Staff structure and prerequisite skills
Most sedations were performed by anaesthesiologists (69.0%). Other sedation providers included physicians-in-charge (13.8%), radiologists (6.9%), and nurses (10.3%) (Figure 2). Fifteen (25.9%) hospitals reported that they employed full-time sedation providers. Of those 15 hospitals, 13 used anaesthesiologists and two used nurses as full-time sedation providers. In China, full-time sedation providers are medical personnel whose only duty is to provide sedation service during that session. Ten of the 14 hospitals with sedation rooms had full-time sedation providers; however, only five of the 44 hospitals without sedation rooms had full-time sedation providers (p<0.001).
The ratio of physicians to nurses is shown in Table 1. A ratio lower than 1:1 was reported in 19 (52.8%) hospitals with less than 1,000 sedation cases per year and in two (20.0%) hospitals with more than 10,000 sedation cases per year. A ratio equal to or more than 1:4 was reported in two (5.6%) hospitals with less than 1,000 sedation cases per year and four (40%) hospitals with more than 10,000 sedation cases per year. The ratio was not specified in 12 (33.3%) hospitals with less than 1,000 sedation cases per year, but all hospitals with more than 10,000 sedation cases per year had explicit requirements regarding the ratio of physicians to nurses.
Prerequisite skills for sedation providers are shown in Figure 2. Ten (17.2%) hospitals indicated that Paediatric Advanced Life Support (PALS) training is required for staff involved in sedation service, and four (6.9%) hospitals replied that Paediatric Basic Life Support (PBLS) is required. More than half of the hospitals (51.7%) did not specify any training requirements.
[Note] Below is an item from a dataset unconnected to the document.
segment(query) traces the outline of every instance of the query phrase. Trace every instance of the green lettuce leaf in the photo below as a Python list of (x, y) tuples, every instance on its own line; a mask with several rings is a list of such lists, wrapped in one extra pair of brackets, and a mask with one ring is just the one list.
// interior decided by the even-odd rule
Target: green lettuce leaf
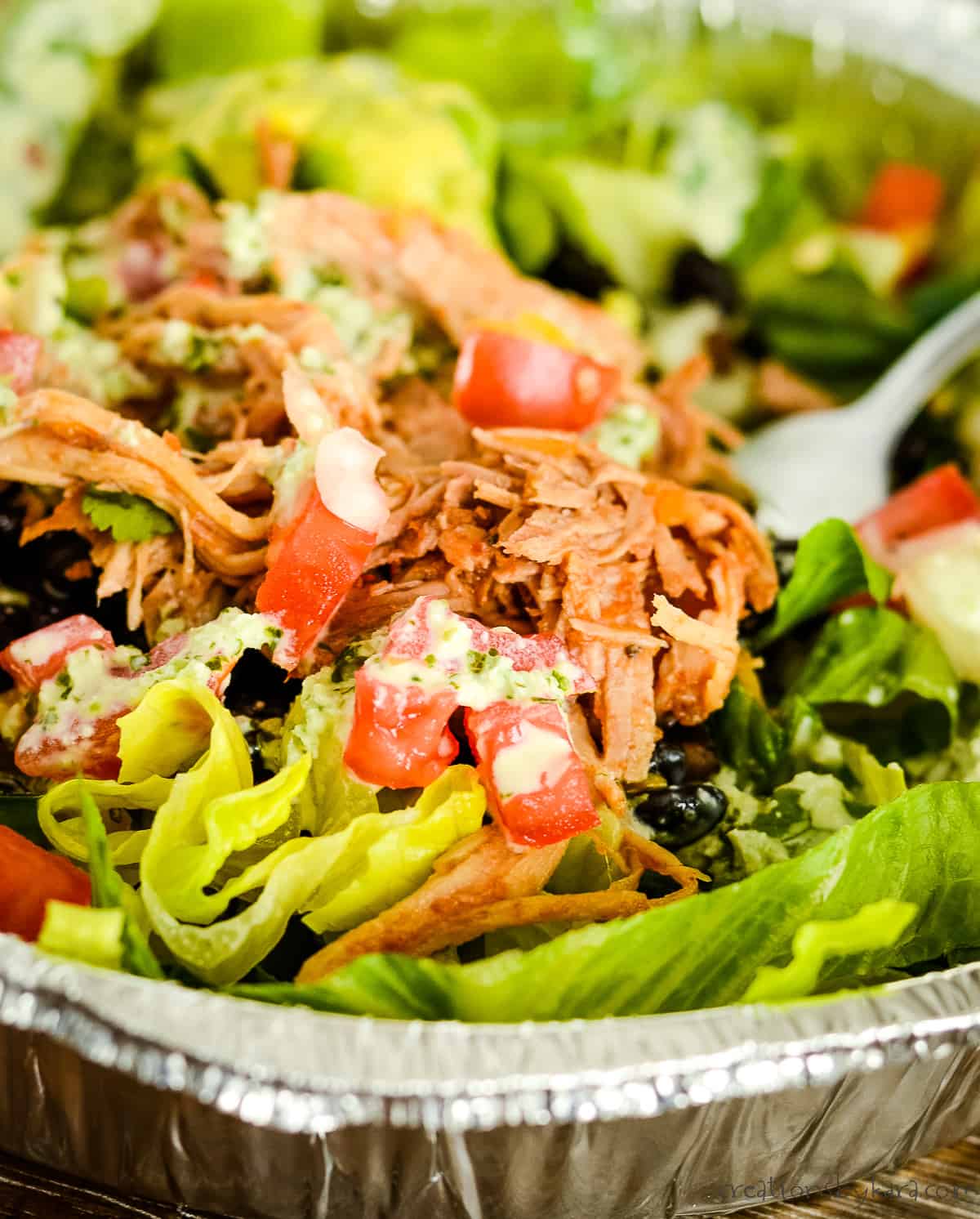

Solid food or milk was stopped for at least 4 hours, 6 hours, 8 hours, and more than 8 hours before sedation in 27.6%, 37.9%, 25.9%, and 1.7% of hospitals, respectively. Clear liquids were stopped for at least 2 hours, 4 hours, and 6 hours before sedation in 44.8%, 43.1%, and 5.2% of hospitals, respectively. Four hospitals (6.9%) did not mention pre-sedation fasting requirements (Table 2).
Pulse oximetry was used in 65.5% and 77.6% of hospitals during magnetic resonance imaging and non-magnetic procedures, respectively; capnography was monitored in approximately 10% of hospitals during the sedation procedure (Table 3). Most hospitals monitored pulse oximetry in either a continuous or intermittent manner (Table 4).
Choice of sedatives
Chloral hydrate was commonly selected as the first-line sedative for children. For infants (i.e., younger than 1 year), the three most commonly used sedation agents were chloral hydrate (53.4%), dexmedetomidine (12.1%), and diazepam (8.6%). For older children, the use of chloral hydrate decreased and the use of dexmedetomidine and propofol increased. In children older than 4 years of age, the top three agents were chloral hydrate (24.1%), propofol (20.7%), and dexmedetomidine (17.2%) (Figure 3).
Rescue sedatives were considered by sedation providers if the patient remained awake 30 minutes after the first-choice agent was administered. The term ‘remained awake’ refers to a Modified Observer’s Assessment of Alertness and Sedation Scale score of ≥4 (Table 5). If the first-choice sedative failed, propofol (15.5%) and inhaled anaesthetics (15.5%) were most commonly used in infants, and an additional dose of chloral hydrate was also considered in 7 hospitals (12.1%). For older children, dexmedetomidine and propofol (instead of inhaled anaesthetics) were popular choices (Figure 3).